Towards Physical Plausibility in Neuroevolution Systems
This addresses energy efficiency concerns for users, companies, and the environment in machine learning, though it is incremental as it builds on existing neuroevolution methods.
The paper tackles the problem of high energy consumption in AI models during inference by developing a neuroevolutionary framework that optimizes for both accuracy and power efficiency, achieving up to a 29.2% reduction in power consumption without significant loss in predictive performance.
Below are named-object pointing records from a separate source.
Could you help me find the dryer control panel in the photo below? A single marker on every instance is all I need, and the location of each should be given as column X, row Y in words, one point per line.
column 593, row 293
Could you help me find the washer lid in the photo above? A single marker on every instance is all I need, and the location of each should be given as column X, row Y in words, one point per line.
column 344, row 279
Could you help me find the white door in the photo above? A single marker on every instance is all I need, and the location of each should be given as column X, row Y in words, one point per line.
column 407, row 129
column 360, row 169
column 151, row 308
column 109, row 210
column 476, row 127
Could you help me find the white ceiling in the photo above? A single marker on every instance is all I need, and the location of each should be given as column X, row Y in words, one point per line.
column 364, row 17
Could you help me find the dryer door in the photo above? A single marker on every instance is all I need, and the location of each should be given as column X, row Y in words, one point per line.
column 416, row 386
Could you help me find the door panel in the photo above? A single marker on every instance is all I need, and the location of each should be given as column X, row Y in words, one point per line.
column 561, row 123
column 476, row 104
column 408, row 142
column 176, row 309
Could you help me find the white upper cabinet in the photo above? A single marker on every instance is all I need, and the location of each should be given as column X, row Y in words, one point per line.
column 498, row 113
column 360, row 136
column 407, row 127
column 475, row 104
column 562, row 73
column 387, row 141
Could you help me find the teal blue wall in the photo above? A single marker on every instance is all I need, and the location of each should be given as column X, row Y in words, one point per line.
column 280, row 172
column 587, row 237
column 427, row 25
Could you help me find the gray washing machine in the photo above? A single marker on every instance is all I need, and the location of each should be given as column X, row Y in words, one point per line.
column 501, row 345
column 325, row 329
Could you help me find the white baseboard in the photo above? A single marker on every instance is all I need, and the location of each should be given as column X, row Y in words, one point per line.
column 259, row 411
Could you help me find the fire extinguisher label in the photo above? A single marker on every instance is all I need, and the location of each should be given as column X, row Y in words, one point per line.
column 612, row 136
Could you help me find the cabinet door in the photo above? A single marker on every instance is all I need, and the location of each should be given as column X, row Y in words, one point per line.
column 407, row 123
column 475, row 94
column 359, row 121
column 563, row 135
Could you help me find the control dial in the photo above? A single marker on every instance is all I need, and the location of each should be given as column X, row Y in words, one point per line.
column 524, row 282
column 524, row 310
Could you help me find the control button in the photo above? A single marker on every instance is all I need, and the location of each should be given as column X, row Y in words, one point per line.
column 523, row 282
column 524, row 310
The increasing usage of Artificial Intelligence (AI) models, especially Deep Neural Networks (DNNs), is increasing the power consumption during training and inference, posing environmental concerns and driving the need for more energy-efficient algorithms and hardware solutions. This work addresses the growing energy consumption problem in Machine Learning (ML), particularly during the inference phase. Even a slight reduction in power usage can lead to significant energy savings, benefiting users, companies, and the environment. Our approach focuses on maximizing the accuracy of Artificial Neural Network (ANN) models using a neuroevolutionary framework whilst minimizing their power consumption. To do so, power consumption is considered in the fitness function. We introduce a new mutation strategy that stochastically reintroduces modules of layers, with power-efficient modules having a higher chance of being chosen. We introduce a novel technique that allows training two separate models in a single training step whilst promoting one of them to be more power efficient than the other while maintaining similar accuracy. The results demonstrate a reduction in power consumption of ANN models by up to 29.2% without a significant decrease in predictive performance.